Melihat wajah Arjuna yang berubah-ubah karena marah, suasana hati Maharani justru menjadi sangat baik.

Ia menyambar tasnya dan berbalik pergi. Sebelum benar-benar pergi, ia masih sempat berkata pada Arjuna, "Aku tunggu lima menit. Kalau telat, aku tinggal. Tuan Muda Ketiga Surya naik motor listrik pasti keren juga, lho."

Setelah mengatakan itu, Maharani langsung melenggang pergi.

Arjuna tertegun sejenak, lalu segera bergegas.

Ia tidak menyangka gadis jelek ini bisa membalikkan keadaan. Bukan hanya merebut kamar Kakaknya, sekarang ia juga mau merebut mobil yang biasa ia pakai untuk ke kampus.

Ia adalah Tuan Muda Ketiga keluarga Surya yang terhormat. Kalau sampai seluruh mahasiswa di kampus melihatnya pergi kuliah naik motor listrik, reputasinya bisa hancur lebur.

Dengan terburu-buru, tepat di detik terakhir dari lima menit yang diberikan, Arjuna akhirnya berhasil masuk ke dalam mobil.

Ia membawa sepotong roti lapis dan tasnya dijepit di ketiak. Rambutnya yang tidak sempat ditata mencuat ke segala arah.

Sopir yang melihat penampilan Arjuna yang berantakan itu hanya bisa menggelengkan kepala.

Ia sudah mengantar Arjuna ke kampus selama bertahun-tahun, dan ini adalah pertama kalinya ia melihat Arjuna sekacau ini.

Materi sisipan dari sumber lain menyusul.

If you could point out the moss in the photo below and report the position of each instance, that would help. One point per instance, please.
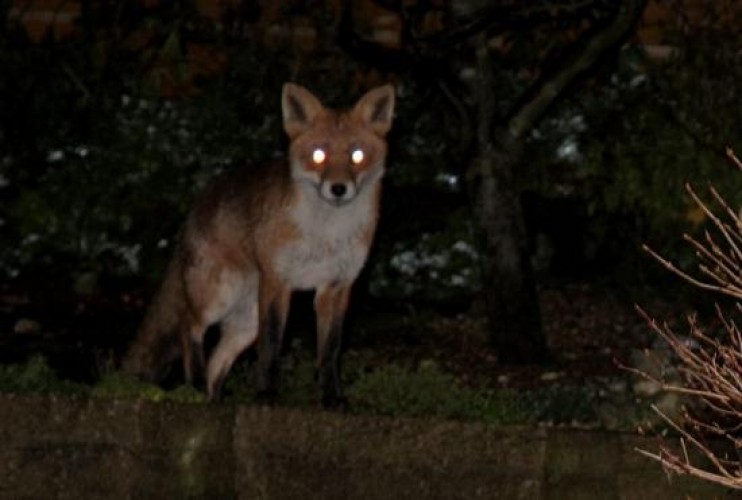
(35, 376)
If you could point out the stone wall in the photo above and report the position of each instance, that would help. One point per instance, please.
(69, 448)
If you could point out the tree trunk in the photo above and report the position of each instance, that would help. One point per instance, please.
(508, 282)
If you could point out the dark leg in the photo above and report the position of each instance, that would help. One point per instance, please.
(274, 306)
(330, 305)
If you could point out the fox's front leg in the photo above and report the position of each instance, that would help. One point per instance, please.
(330, 304)
(273, 309)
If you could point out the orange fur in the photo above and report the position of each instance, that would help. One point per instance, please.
(259, 233)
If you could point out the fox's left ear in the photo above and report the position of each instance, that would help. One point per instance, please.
(376, 109)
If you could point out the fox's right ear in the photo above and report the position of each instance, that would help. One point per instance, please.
(300, 108)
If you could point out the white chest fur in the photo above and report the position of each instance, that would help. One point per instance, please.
(333, 245)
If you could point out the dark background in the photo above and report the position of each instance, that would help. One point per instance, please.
(113, 115)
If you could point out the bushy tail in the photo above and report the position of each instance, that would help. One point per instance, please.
(157, 343)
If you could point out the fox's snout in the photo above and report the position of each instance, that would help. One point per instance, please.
(337, 192)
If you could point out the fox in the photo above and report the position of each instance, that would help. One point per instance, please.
(305, 221)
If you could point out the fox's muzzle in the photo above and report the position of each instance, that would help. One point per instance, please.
(337, 192)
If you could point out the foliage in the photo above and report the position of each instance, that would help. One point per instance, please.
(118, 385)
(626, 147)
(36, 377)
(709, 364)
(429, 391)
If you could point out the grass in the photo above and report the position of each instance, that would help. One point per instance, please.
(425, 390)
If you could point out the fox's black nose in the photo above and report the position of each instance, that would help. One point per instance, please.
(338, 190)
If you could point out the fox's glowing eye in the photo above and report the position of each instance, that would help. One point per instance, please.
(357, 156)
(318, 156)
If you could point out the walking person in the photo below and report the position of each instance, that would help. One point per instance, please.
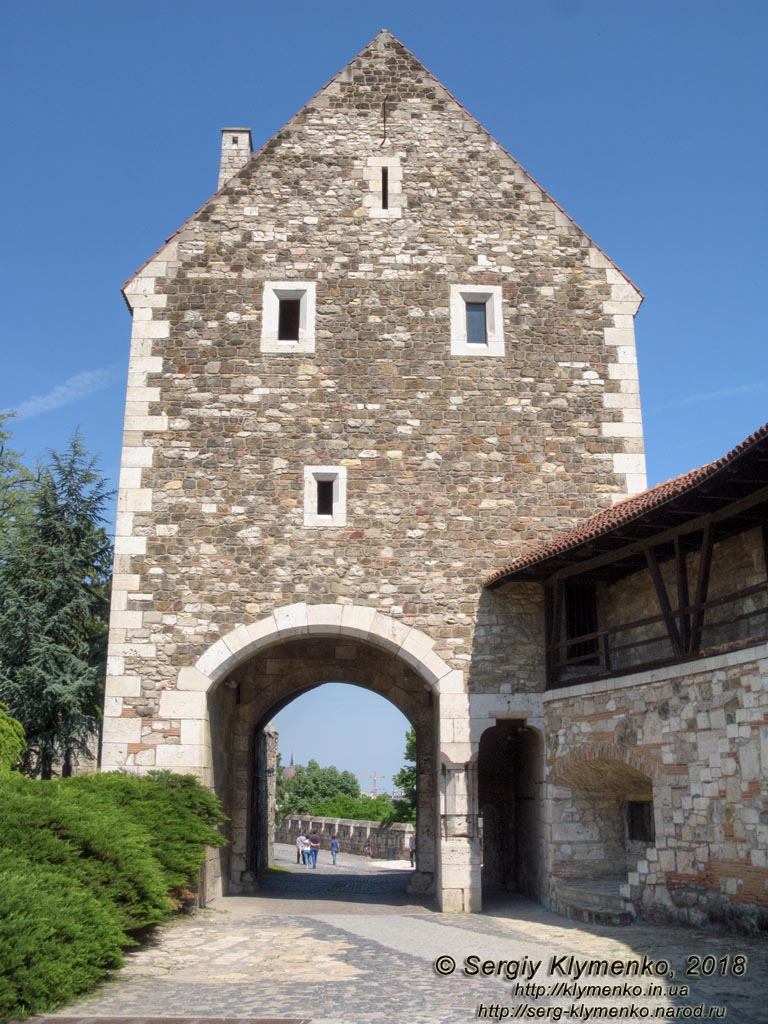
(314, 843)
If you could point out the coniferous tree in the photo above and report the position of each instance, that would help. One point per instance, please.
(55, 560)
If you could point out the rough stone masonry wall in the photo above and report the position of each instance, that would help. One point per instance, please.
(699, 731)
(454, 463)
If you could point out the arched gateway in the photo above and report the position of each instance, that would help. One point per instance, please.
(219, 705)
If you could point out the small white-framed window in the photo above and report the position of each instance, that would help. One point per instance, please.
(476, 325)
(325, 496)
(288, 316)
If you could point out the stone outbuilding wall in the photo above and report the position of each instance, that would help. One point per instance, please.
(693, 739)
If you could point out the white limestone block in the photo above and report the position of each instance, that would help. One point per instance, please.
(113, 706)
(130, 477)
(151, 330)
(456, 754)
(141, 423)
(126, 620)
(115, 665)
(134, 649)
(452, 682)
(114, 756)
(183, 705)
(124, 524)
(123, 686)
(122, 730)
(175, 756)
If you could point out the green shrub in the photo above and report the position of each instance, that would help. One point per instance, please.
(84, 862)
(177, 814)
(56, 938)
(95, 844)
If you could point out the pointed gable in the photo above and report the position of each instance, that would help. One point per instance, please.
(384, 90)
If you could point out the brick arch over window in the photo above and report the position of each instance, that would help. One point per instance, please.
(604, 767)
(352, 621)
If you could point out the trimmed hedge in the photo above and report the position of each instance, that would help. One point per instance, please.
(84, 863)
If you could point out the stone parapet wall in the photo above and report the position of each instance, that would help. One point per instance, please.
(387, 842)
(695, 737)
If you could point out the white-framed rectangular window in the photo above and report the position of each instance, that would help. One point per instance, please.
(288, 316)
(325, 496)
(476, 324)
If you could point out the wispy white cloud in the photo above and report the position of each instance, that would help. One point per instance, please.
(727, 392)
(72, 390)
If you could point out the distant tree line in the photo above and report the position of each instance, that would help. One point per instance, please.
(329, 793)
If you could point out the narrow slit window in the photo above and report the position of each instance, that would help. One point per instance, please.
(640, 826)
(476, 324)
(325, 497)
(289, 318)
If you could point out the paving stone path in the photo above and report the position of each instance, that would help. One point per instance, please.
(345, 946)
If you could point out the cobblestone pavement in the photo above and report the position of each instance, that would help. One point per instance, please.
(343, 946)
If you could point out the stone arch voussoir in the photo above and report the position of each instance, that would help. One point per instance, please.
(626, 762)
(349, 621)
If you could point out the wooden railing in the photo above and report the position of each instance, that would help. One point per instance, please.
(594, 655)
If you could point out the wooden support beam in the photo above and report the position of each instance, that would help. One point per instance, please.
(702, 587)
(681, 568)
(664, 601)
(549, 611)
(558, 610)
(695, 524)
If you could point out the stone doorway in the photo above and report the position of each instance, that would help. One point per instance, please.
(246, 699)
(510, 776)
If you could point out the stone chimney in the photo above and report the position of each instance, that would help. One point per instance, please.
(236, 152)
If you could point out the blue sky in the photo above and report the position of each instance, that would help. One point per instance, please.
(646, 122)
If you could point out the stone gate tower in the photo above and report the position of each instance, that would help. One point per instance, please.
(377, 361)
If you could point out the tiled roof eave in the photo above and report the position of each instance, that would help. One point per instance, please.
(631, 510)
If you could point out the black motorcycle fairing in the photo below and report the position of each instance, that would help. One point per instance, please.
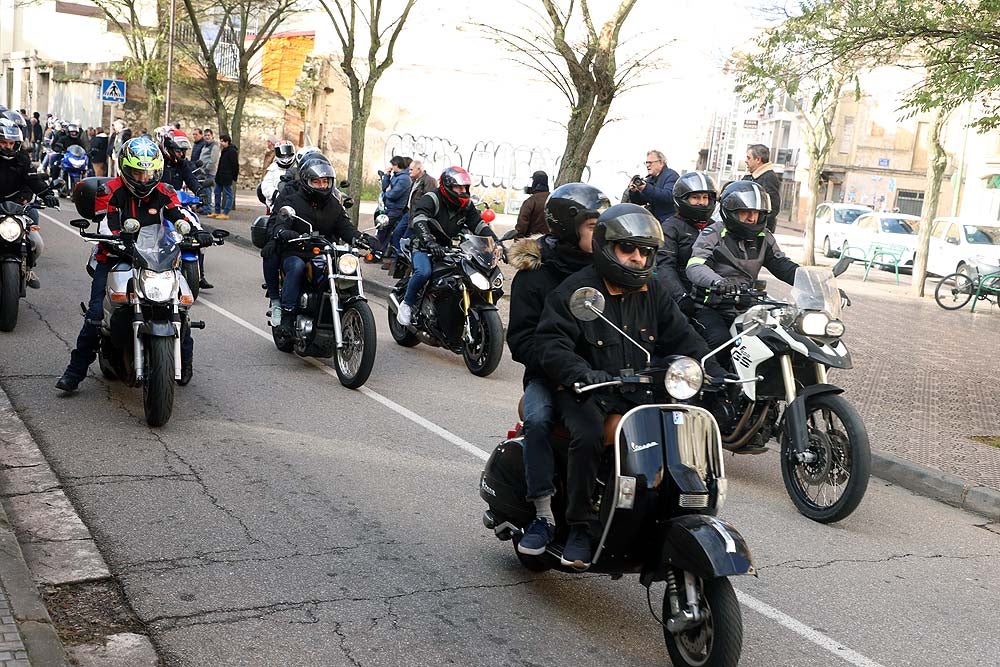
(794, 417)
(706, 547)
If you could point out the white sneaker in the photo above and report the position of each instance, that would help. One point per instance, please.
(405, 314)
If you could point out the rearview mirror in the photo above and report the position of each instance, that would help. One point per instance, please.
(586, 304)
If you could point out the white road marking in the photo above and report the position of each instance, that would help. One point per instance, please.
(815, 636)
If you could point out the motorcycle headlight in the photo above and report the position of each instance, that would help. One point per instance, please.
(10, 230)
(158, 287)
(480, 281)
(347, 264)
(684, 378)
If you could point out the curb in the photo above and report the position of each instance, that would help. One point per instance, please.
(941, 486)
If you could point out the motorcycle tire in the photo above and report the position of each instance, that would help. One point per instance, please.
(10, 294)
(158, 386)
(358, 327)
(192, 274)
(856, 456)
(400, 334)
(718, 640)
(483, 356)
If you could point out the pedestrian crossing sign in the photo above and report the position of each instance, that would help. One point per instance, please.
(113, 90)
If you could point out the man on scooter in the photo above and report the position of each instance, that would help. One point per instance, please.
(729, 255)
(135, 193)
(625, 242)
(571, 211)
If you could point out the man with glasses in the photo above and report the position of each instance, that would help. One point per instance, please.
(656, 191)
(625, 242)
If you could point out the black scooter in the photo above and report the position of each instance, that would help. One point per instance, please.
(662, 484)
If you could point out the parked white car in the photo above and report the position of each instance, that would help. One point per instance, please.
(896, 229)
(833, 221)
(957, 243)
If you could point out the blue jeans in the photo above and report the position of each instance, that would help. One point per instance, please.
(224, 198)
(539, 463)
(421, 274)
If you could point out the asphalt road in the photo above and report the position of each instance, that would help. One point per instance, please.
(281, 519)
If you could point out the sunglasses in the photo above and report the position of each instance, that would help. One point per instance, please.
(629, 248)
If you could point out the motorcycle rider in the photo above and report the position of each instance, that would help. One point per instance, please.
(571, 211)
(136, 192)
(314, 202)
(15, 165)
(695, 197)
(625, 242)
(439, 217)
(728, 256)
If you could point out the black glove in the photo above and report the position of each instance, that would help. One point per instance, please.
(726, 286)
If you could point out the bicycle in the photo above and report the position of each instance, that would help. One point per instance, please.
(957, 289)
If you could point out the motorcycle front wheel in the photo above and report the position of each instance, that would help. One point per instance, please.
(356, 358)
(715, 642)
(10, 292)
(831, 486)
(158, 387)
(482, 356)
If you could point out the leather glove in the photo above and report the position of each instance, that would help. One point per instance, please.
(726, 286)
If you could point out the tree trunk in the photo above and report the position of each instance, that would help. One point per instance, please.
(935, 175)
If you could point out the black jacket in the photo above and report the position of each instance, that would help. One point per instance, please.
(541, 266)
(679, 235)
(328, 218)
(569, 348)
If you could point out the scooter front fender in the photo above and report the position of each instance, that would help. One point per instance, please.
(706, 547)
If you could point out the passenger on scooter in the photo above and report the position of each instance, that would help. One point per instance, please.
(695, 197)
(135, 193)
(625, 242)
(728, 257)
(571, 212)
(439, 217)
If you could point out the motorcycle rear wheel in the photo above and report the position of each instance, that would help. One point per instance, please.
(838, 438)
(356, 358)
(158, 386)
(10, 293)
(718, 640)
(483, 356)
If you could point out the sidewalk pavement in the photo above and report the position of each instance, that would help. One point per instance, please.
(923, 378)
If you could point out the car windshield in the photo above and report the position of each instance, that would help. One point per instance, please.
(899, 226)
(816, 289)
(982, 235)
(157, 246)
(847, 216)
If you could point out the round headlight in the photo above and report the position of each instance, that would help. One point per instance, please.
(10, 230)
(684, 378)
(480, 281)
(347, 263)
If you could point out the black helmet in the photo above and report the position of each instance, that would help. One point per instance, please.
(316, 168)
(571, 204)
(744, 196)
(626, 223)
(689, 183)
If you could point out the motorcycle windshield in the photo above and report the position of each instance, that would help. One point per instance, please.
(157, 246)
(815, 288)
(481, 250)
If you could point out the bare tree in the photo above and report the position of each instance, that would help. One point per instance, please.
(363, 73)
(585, 70)
(243, 27)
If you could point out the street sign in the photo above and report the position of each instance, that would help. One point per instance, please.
(113, 90)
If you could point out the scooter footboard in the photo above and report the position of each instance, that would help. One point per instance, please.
(706, 547)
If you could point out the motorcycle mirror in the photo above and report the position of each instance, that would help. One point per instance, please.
(842, 265)
(586, 304)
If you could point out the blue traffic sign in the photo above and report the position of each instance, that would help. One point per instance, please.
(113, 90)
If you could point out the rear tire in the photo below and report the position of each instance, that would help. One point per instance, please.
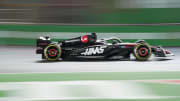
(142, 52)
(52, 52)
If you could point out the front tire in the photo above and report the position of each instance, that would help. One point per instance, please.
(142, 52)
(52, 52)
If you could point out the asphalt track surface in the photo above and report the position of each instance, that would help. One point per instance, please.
(20, 59)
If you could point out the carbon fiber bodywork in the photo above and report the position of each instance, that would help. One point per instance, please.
(88, 47)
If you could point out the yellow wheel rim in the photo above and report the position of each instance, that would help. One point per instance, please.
(46, 55)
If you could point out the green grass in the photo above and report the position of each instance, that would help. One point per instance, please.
(32, 42)
(88, 76)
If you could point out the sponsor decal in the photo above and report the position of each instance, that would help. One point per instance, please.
(94, 50)
(84, 39)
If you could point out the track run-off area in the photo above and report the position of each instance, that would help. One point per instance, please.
(25, 77)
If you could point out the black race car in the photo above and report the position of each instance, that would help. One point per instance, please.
(88, 47)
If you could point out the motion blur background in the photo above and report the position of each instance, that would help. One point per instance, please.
(22, 21)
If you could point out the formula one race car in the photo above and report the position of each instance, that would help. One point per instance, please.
(88, 47)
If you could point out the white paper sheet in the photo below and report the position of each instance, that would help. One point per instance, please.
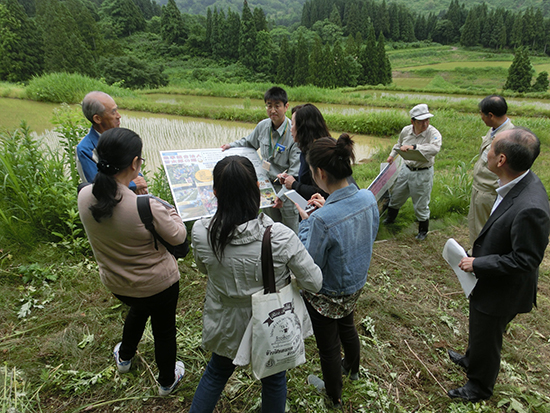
(453, 253)
(296, 198)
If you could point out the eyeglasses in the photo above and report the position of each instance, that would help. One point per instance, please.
(276, 106)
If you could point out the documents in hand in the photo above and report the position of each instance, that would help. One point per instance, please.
(297, 199)
(412, 155)
(453, 253)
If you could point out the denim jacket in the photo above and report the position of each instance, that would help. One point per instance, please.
(339, 236)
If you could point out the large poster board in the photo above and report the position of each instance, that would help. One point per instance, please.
(190, 177)
(386, 178)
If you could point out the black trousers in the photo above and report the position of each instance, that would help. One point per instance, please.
(484, 348)
(161, 308)
(329, 334)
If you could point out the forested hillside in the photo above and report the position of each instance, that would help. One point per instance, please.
(337, 43)
(285, 12)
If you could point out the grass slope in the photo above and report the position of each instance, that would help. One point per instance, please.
(411, 310)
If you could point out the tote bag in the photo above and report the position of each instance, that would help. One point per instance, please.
(274, 339)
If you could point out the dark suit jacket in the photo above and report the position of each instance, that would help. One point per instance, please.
(509, 250)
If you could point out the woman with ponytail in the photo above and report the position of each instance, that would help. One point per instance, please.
(227, 248)
(138, 274)
(339, 235)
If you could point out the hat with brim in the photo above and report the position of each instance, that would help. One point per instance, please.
(420, 112)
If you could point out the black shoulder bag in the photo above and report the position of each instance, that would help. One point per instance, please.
(144, 209)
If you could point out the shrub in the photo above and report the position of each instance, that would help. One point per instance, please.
(68, 88)
(132, 72)
(35, 193)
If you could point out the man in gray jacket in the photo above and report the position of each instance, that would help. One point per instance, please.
(415, 179)
(484, 187)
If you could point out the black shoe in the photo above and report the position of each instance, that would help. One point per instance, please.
(458, 359)
(421, 236)
(423, 227)
(391, 215)
(465, 394)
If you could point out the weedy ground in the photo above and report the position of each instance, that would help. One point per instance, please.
(60, 325)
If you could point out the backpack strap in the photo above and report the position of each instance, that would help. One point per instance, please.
(144, 210)
(268, 271)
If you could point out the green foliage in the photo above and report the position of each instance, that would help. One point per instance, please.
(121, 17)
(34, 191)
(520, 72)
(172, 28)
(68, 88)
(20, 43)
(247, 38)
(65, 49)
(541, 84)
(133, 73)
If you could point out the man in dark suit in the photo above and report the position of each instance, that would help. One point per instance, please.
(506, 257)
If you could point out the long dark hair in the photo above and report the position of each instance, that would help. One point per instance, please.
(310, 126)
(116, 150)
(333, 156)
(236, 187)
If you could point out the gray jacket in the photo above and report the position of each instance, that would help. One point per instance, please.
(231, 282)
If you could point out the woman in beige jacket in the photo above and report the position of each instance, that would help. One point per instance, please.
(227, 248)
(138, 274)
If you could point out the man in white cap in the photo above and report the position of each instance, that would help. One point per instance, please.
(416, 178)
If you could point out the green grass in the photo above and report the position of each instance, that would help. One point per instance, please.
(68, 88)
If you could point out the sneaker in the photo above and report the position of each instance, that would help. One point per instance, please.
(179, 372)
(316, 382)
(352, 376)
(123, 365)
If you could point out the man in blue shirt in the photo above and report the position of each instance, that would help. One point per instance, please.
(101, 110)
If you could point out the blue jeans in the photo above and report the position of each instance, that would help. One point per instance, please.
(215, 377)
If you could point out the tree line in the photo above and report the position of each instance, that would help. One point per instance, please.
(478, 26)
(79, 36)
(338, 43)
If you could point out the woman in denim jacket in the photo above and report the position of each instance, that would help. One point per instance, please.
(339, 235)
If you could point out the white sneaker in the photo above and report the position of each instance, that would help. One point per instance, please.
(179, 372)
(123, 365)
(316, 382)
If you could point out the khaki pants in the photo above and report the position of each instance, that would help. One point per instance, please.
(418, 186)
(480, 210)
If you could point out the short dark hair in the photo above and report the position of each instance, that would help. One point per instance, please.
(521, 147)
(333, 156)
(238, 195)
(276, 93)
(310, 126)
(494, 104)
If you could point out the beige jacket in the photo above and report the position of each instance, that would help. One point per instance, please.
(231, 283)
(125, 251)
(428, 143)
(484, 179)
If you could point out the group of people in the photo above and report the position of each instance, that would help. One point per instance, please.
(328, 249)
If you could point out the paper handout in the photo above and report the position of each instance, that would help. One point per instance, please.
(412, 155)
(453, 253)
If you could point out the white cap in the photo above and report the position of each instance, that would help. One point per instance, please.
(420, 112)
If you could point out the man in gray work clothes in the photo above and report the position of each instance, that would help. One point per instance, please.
(415, 179)
(278, 150)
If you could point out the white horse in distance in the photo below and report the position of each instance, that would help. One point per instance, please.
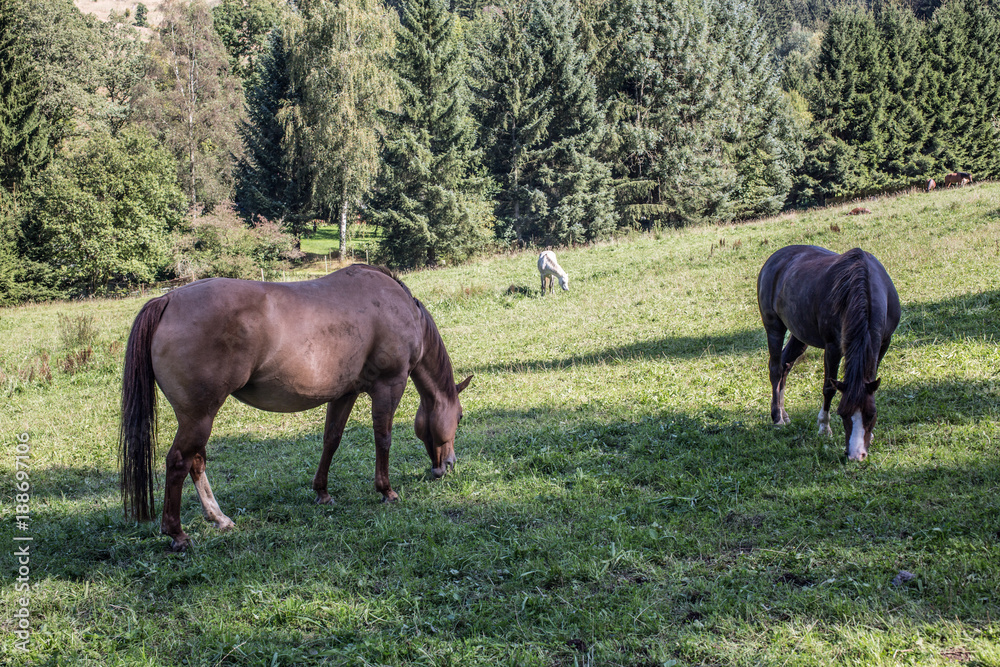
(549, 267)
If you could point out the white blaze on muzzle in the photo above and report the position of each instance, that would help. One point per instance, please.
(856, 450)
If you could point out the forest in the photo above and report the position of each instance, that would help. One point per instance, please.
(211, 143)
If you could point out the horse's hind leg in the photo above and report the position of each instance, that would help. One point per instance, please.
(209, 506)
(831, 366)
(337, 413)
(775, 338)
(385, 400)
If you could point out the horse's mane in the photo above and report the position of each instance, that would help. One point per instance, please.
(441, 372)
(852, 300)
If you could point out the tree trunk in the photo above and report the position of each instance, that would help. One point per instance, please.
(343, 229)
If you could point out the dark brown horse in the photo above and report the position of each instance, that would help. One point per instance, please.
(283, 348)
(845, 305)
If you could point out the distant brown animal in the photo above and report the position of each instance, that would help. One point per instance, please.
(959, 178)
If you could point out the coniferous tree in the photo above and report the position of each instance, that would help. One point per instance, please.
(433, 205)
(902, 161)
(191, 102)
(265, 180)
(24, 133)
(963, 95)
(761, 137)
(514, 115)
(541, 127)
(701, 129)
(846, 105)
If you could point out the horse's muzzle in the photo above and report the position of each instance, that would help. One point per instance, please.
(449, 464)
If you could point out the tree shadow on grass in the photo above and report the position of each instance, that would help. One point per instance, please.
(973, 315)
(679, 347)
(956, 318)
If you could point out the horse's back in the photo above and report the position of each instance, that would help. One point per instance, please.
(797, 286)
(285, 346)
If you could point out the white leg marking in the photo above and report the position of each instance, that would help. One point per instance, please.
(210, 506)
(856, 447)
(824, 422)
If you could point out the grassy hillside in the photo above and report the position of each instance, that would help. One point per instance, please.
(620, 496)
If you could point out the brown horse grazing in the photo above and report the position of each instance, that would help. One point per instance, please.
(845, 305)
(283, 348)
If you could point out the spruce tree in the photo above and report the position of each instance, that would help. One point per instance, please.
(902, 162)
(432, 206)
(577, 183)
(265, 182)
(847, 105)
(24, 134)
(541, 127)
(963, 93)
(701, 130)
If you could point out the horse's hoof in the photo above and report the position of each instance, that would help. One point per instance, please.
(225, 523)
(178, 545)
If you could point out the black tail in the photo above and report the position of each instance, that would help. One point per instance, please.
(137, 431)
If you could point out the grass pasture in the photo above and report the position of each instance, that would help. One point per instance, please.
(620, 496)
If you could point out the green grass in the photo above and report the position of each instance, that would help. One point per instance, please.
(620, 496)
(325, 243)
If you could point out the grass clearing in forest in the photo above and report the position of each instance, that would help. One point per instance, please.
(620, 496)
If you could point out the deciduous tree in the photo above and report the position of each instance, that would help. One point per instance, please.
(341, 79)
(191, 102)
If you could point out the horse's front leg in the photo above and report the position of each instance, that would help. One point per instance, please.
(337, 413)
(831, 366)
(189, 442)
(794, 349)
(385, 400)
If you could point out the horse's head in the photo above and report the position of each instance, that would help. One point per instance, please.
(859, 419)
(436, 427)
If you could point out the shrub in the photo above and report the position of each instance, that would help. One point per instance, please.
(220, 244)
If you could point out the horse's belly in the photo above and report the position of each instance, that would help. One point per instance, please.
(279, 398)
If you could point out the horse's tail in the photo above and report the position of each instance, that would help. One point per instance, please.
(137, 430)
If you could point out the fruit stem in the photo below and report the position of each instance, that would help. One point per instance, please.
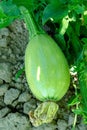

Di seluruh Jakarta Selatan, orang yang bisa membuat Arjuna Surya tak berdaya seperti ini mungkin hanya Maharani Wijaya seorang.

Beberapa menit kemudian, mobil tiba di depan gerbang Universitas Jakarta Selatan. Saat hendak turun, Maharani mendekatkan wajahnya ke Arjuna.

Dengan senyum jahil, ia menatap wajah tampan Arjuna dan berkata, "Mas Ketiga, tahu nggak aku suka apanya dari kamu?"

Mendengar Maharani berkata suka padanya, bulu kuduk Arjuna langsung meremang. Ia sudah bersikap begitu buruk dan mengganggunya, tapi Maharani masih menyukainya?

Jangan-jangan cewek jelek ini memang punya kelainan?